How… interesting.
An open source program (ogg123) has been crashing repeatedly on my new laptop. The source code hasn’t changed in years. The stacktrace always points to __lll_unlock_elision()
in glibc, which seems kind of scary. Searches on the web all seem to point back to problems with Haswell CPUs that have broken TSX instructions, and are running out-of-date microcode.
I spent a bit of panicking and trying to figure out why my microcode was wrong, but that seems to not be the problem. As far as I can tell I have a CPU that’s new enough that TSX instructions work, at least well enough that glibc wants to use its lock elision code on pthreads mutexes.

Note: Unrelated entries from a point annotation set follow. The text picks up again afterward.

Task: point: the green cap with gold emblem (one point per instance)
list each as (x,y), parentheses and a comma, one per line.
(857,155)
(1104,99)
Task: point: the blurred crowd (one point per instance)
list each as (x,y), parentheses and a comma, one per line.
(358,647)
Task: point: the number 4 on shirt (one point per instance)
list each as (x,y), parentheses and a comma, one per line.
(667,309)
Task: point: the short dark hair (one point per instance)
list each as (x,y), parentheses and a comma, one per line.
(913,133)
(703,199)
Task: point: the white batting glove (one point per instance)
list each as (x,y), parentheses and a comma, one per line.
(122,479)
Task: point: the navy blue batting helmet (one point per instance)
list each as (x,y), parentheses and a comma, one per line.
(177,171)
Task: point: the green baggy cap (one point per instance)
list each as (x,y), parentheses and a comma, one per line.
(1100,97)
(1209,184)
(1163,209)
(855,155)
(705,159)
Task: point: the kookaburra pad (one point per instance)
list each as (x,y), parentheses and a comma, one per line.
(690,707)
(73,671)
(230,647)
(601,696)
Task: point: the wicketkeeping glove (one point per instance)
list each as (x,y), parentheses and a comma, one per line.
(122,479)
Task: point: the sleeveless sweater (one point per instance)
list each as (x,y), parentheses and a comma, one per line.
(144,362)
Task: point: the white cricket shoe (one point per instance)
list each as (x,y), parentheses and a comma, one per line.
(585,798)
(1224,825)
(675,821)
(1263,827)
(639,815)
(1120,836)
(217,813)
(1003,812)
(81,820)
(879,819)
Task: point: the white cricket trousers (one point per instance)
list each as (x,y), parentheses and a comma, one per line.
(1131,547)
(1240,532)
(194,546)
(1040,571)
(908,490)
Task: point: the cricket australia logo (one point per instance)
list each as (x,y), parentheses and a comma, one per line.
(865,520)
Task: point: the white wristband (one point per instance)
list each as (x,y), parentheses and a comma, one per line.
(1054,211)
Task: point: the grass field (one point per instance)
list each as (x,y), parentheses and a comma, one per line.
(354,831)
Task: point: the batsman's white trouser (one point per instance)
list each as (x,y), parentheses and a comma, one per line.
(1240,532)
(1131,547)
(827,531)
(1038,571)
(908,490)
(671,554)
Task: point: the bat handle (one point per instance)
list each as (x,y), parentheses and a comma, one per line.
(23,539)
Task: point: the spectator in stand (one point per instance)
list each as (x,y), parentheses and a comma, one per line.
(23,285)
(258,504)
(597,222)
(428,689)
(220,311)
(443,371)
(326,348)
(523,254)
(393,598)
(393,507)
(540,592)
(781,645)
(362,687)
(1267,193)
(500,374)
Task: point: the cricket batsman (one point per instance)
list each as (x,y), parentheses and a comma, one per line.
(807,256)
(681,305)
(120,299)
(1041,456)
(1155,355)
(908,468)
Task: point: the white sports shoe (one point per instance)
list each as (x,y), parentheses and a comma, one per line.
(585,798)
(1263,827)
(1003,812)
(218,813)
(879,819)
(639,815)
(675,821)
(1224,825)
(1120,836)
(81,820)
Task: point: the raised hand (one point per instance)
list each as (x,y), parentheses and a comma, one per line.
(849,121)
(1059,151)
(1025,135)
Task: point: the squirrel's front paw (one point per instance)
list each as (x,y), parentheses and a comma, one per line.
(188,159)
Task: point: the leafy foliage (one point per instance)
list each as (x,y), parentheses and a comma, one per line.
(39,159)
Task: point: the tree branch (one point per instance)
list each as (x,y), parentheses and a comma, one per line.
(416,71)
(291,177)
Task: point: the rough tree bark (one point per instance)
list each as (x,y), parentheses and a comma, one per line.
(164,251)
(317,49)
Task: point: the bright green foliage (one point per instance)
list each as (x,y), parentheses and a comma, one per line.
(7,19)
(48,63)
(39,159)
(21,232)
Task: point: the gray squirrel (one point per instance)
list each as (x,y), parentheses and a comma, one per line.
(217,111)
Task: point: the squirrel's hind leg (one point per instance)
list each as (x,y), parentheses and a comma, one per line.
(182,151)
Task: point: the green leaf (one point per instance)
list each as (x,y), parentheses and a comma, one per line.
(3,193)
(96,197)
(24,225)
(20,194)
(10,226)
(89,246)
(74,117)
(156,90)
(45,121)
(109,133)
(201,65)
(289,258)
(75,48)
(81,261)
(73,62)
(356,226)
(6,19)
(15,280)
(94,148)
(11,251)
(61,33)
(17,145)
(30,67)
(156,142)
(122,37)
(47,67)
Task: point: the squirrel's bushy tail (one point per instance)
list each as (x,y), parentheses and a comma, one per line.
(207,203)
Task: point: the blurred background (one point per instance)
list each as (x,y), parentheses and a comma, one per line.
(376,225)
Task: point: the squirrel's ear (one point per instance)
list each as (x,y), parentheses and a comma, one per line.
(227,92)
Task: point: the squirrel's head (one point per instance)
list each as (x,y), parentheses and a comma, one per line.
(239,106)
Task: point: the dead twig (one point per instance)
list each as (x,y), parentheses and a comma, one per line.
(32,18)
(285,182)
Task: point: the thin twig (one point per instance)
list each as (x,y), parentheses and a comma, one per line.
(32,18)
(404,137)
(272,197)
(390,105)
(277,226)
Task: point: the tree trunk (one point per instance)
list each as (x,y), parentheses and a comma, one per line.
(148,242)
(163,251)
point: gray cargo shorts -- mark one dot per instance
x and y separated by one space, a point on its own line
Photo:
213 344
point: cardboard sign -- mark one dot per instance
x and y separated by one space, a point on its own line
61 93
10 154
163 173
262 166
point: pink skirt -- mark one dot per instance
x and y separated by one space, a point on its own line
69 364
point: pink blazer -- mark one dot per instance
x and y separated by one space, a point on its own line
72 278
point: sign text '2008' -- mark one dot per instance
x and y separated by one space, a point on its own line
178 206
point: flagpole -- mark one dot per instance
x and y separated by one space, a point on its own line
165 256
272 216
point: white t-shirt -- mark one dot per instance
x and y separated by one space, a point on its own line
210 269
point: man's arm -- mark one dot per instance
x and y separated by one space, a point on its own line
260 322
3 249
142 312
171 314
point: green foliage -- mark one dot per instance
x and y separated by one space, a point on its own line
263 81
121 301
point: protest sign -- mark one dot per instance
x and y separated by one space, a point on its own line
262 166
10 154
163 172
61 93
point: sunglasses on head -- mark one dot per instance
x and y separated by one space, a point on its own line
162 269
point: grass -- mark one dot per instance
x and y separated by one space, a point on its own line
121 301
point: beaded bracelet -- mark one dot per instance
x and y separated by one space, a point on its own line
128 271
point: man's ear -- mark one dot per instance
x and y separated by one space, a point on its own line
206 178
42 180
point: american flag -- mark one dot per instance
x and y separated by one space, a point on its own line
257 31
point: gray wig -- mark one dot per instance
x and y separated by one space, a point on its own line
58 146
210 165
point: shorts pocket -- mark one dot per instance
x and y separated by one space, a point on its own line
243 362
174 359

The program that’s crashing on my new laptop appears to have a bug in its mutex handling. Just before exiting, it tries to unlock a mutex, regardless of whether that mutex is actually locked at the time. I guess that’s incorrect, though pthreads must have tolerated this sort of thing in the past.
There’s a quick and dirty workaround: if I add a gratuitous call to pthread_mutex_trylock
before the existing call to pthread_mutex_unlock
, the program now works fine. pthread_mutex_trylock
is returning 0, so it succeeded at locking the mutex before unlocking it again. This confirms the original call to unlock was wrong, trying to unlock an already-unlocked mutex.
What’s really interesting to me about this bug is that it looks like a glibc feature is turning working binaries into broken ones. The exact same code runs fine on every other system; it’s only when glibc turns on lock elision that the same program binary starts to crash.
As far as I can tell, there isn’t an environment variable or any similar way to disable lock elision on a particular program. So the only way to unbreak the newly broken program is to dig into the source code and fix the locking to not do that anymore.
I don’t think it’s a great idea for glibc to break working code in this way (for example), but I’m not feeling ambitious enough to pick a fight with them over it. I guess the best I can hope for is that this post gathers enough google rank that someone out there will waste less time than I did trying to solve a similar problem.
// Crashes on Skylake CPUs with lock elision enabled
#include <pthread.h>
pthread_mutex_t lock = PTHREAD_MUTEX_INITIALIZER;
void * worker_thread(void * arg)
{
pthread_mutex_lock(&lock);
pthread_mutex_unlock(&lock);
return NULL;
}
int main()
{
pthread_t tid;
pthread_create(&tid, NULL, worker_thread, NULL);
pthread_join(tid, NULL);
pthread_mutex_unlock(&lock); // BUG! dies here in __lll_unlock_elision()
return 0;
}
edit, Oct. 2017: Carlos O'Donell writes to add:
Elision in glibc for default pthread mutexes is now controllable via runtime tunables e.g.
GLIBC_TUNABLE=glibc.elision.enable=0
, and all processes are opted out of elision unless they enable elision explicitly. This change should be going out with glibc 2.27 in February 2018.